Vincent haussa un sourcil.
— Noël ?
Elle sourit doucement.
— Oui. Noël était toujours chaotique chez nous. Trop de monde, trop de disputes. Mais il y avait ce moment... ce moment où tout devenait calme, quand les lumières du sapin clignotaient doucement et que la neige tombait dehors. C’était comme si, pendant une seconde, tout allait bien.
Elle se tourna vers lui, un éclat de nostalgie dans les yeux.
— Je n’ai jamais retrouvé ça, ce moment où tout semble en paix. Jusqu’à maintenant.
Vincent fronça les sourcils, surpris.
— Maintenant ?
— Oui, répondit-elle en souriant. Avec toi, ici. Même si tout va mal, même si demain on risque de mourir... je me sens en sécurité avec toi.
Vincent resta silencieux un instant, son regard plongé dans celui d’Elsa. Quelque chose dans ses paroles toucha une corde sensible en lui, une part de lui qu’il avait enfouie depuis des années.
— Tu sais, commença-t-il doucement, toi aussi tu es courageuse. Tu ne le vois peut-être pas, mais tu l’es.
Elle secoua la tête, les larmes aux yeux.
— Non, je ne suis qu’une lâche.
— Tu tiens bon, répondit-il. Malgré tout. Et ça, c’est bien plus que ce que beaucoup peuvent faire.
Leur regard s’accrocha, et pendant un instant, le reste du monde sembla disparaître. Vincent posa sa main sur celle d’Elsa, et elle ne la retira pas.
— Vincent, murmura-t-elle.
Il se rapprocha doucement, ses yeux cherchant les siens, comme pour obtenir une permission silencieuse. Puis, sans un mot de plus, leurs lèvres se touchèrent.

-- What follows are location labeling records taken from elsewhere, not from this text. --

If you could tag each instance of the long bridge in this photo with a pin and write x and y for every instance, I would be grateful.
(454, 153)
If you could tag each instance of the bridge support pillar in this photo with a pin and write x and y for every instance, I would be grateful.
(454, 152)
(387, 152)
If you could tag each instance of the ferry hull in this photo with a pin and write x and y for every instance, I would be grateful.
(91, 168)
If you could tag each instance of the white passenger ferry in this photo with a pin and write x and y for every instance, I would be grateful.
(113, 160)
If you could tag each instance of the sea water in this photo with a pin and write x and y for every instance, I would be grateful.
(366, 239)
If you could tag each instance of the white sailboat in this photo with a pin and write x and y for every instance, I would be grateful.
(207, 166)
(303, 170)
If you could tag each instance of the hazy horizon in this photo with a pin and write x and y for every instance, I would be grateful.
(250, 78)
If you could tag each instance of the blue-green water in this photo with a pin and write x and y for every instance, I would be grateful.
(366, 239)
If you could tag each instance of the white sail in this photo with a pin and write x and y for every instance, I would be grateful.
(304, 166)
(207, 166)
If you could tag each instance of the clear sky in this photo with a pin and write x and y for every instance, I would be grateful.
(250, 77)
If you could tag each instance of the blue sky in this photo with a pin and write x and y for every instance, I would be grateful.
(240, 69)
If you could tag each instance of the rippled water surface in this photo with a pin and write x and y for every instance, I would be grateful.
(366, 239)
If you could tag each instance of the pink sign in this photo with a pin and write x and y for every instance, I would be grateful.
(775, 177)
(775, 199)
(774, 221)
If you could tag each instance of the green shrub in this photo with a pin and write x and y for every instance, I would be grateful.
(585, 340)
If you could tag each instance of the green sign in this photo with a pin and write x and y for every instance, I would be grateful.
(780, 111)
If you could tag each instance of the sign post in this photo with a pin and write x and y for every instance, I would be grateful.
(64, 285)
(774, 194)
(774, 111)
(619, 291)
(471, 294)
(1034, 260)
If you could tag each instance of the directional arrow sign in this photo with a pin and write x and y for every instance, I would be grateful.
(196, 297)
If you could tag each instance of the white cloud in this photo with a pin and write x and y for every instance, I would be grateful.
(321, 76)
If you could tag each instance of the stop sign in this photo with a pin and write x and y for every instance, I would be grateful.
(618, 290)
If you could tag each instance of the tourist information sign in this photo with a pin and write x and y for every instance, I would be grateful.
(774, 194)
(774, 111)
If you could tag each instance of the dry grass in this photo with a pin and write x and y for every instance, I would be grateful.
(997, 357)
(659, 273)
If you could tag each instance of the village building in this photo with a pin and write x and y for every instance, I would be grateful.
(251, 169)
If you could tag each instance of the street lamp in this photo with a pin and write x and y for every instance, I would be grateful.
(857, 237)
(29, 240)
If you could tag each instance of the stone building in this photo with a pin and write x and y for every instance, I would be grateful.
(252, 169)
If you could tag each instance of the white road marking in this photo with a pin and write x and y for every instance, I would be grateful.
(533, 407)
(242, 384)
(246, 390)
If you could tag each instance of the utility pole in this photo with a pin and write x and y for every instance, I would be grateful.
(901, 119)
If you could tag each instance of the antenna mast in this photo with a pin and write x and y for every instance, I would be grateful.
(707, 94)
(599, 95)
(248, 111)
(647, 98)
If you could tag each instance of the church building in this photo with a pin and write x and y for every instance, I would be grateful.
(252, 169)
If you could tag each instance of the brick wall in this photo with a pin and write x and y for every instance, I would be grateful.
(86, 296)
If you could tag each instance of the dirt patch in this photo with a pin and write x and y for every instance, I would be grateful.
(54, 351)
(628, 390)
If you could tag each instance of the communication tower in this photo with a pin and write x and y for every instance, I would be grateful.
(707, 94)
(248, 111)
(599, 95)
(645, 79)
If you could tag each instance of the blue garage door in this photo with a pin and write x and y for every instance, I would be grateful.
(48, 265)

C’était un baiser doux, presque hésitant, mais chargé de tout ce qu’ils n’avaient jamais osé dire. Une promesse silencieuse dans l’obscurité de leur lutte.
Cette nuit-là, sous les ombres dansantes du feu, Elsa et Vincent s’abandonnèrent l’un à l’autre. Ce fut un moment de répit dans leur tempête, une lueur d’espoir avant le chaos du lendemain.